Credit-rating agencies played a critical role in the housing bubble and subsequent collapse, which was discussed in the report. Moody’s, Standard & Poor’s, and Fitch assigned their top credit rating to the new mortgage-backed securities, which were sold to financial institutions worldwide. By siphoning global funds into the U.S. housing market, they helped develop housing into an investment industry.
The fact that the housing crisis was a global phenomenon points to the role of money and finance in the crisis and not solely regulation. The U.S. doesn’t regulate Spain’s or Australia’s housing market.
In the absence of the failure by credit-rating agencies, we would have had a smaller housing bubble in the U.S., and perhaps a more manageable one. In the absence of the Fed’s behavior we would have had a typical housing expansion and credit crunch, a repeat of incidents we have had since WWII, and yet, avoided causing major damage to the U.S. and world economy.
Steps Leading Up to the Crisis:
1. The expansion of housing finance programs under the Clinton and Bush administrations that favored what was then called an "affordable home" program.
2. Monetary action by the Fed that expanded the availability of credit to non-credit worthy recipients – through the various federally assisted housing programs. The affordable home program was on its way to becoming the sub-prime problem.

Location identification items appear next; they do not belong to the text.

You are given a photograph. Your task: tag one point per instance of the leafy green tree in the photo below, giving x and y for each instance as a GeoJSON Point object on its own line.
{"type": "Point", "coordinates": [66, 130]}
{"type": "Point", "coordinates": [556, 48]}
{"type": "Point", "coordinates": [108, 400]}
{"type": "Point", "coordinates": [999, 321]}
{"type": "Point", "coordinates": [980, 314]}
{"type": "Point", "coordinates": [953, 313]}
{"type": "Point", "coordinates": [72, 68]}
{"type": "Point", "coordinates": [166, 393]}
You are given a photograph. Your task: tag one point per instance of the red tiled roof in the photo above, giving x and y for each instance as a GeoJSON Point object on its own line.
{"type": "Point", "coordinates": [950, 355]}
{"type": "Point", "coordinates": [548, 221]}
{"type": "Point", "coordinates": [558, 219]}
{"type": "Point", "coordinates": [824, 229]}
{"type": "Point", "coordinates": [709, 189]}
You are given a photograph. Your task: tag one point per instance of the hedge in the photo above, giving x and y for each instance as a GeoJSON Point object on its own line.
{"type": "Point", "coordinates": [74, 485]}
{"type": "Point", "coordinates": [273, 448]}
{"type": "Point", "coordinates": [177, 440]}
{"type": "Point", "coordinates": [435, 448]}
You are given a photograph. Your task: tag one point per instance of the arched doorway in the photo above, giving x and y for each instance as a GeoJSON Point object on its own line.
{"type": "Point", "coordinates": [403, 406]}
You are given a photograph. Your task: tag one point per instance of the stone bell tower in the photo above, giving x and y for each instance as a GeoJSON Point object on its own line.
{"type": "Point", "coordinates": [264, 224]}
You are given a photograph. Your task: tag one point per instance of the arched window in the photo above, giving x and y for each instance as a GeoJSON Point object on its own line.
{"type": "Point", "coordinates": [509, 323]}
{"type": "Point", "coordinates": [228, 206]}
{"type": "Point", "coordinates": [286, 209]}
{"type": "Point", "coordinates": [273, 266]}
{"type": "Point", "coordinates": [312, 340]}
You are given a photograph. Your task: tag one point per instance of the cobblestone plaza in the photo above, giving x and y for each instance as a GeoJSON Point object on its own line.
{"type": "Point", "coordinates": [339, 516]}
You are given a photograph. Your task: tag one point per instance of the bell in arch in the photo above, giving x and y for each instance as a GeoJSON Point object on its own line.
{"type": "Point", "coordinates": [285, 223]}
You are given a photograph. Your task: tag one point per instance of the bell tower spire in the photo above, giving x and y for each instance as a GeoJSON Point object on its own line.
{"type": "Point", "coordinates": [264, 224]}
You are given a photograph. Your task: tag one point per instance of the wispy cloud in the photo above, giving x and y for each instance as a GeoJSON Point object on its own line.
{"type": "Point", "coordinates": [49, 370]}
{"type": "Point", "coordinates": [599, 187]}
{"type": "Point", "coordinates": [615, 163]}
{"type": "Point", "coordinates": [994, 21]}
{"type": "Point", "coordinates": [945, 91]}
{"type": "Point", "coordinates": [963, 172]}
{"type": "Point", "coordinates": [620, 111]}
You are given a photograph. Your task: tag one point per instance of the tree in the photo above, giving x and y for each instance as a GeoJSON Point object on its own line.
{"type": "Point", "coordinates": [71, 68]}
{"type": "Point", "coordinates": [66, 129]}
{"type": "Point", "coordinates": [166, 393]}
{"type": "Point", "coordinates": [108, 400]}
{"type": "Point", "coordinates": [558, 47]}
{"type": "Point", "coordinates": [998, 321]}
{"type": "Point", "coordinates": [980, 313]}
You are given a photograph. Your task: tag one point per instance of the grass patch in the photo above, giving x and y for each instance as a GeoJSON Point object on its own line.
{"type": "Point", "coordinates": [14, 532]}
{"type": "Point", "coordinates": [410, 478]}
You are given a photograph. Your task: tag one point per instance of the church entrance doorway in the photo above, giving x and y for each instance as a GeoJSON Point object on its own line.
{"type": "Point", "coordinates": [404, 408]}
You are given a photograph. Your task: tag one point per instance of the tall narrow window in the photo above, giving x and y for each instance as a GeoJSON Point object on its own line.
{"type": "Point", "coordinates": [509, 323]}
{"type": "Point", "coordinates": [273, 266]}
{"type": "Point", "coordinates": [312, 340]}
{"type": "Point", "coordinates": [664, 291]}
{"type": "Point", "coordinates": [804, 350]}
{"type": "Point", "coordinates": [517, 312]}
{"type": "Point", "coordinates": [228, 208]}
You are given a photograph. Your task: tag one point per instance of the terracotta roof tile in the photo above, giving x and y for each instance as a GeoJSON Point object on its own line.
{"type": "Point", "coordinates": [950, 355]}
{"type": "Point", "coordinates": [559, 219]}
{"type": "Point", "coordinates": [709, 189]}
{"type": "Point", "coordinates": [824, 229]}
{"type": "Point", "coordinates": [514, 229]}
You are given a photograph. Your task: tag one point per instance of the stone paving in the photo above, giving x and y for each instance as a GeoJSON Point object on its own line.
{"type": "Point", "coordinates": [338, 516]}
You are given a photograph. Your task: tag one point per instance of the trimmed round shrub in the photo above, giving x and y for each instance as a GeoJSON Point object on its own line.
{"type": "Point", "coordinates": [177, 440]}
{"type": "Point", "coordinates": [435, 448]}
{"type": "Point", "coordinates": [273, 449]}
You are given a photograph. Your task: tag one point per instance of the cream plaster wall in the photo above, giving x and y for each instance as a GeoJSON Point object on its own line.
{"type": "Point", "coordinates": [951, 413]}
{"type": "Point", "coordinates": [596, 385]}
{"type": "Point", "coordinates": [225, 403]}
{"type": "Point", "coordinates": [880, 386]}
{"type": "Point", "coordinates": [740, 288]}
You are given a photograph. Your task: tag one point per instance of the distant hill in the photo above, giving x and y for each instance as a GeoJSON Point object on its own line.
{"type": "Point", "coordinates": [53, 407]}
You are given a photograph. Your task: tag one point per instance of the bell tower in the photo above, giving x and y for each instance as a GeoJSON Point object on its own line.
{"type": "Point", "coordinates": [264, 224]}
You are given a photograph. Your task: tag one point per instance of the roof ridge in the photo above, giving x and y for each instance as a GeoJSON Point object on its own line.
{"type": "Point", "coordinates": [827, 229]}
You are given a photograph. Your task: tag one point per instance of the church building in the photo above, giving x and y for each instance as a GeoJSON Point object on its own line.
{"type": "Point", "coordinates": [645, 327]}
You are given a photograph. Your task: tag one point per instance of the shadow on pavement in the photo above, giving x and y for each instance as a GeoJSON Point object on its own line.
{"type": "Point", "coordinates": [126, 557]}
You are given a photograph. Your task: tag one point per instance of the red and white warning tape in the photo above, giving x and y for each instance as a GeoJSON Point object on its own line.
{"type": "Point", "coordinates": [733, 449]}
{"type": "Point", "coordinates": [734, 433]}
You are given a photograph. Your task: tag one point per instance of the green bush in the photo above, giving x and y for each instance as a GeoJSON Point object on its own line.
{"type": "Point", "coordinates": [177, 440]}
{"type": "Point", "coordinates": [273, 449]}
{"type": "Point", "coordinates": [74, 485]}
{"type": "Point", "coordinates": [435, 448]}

3. A home construction boom that responded to the combination of federal housing programs and low cost money.
4. New financial products invented on Wall Street to expand the borrowing of money for home finance and construction, and allowed them to create new kinds of mortgage-backed securities to market to the world.
5. The willingness of credit-rating agencies to assign their highest ratings to a large number of the new mortgage-backed securities when later the securities were found to contain lower quality mortgage components.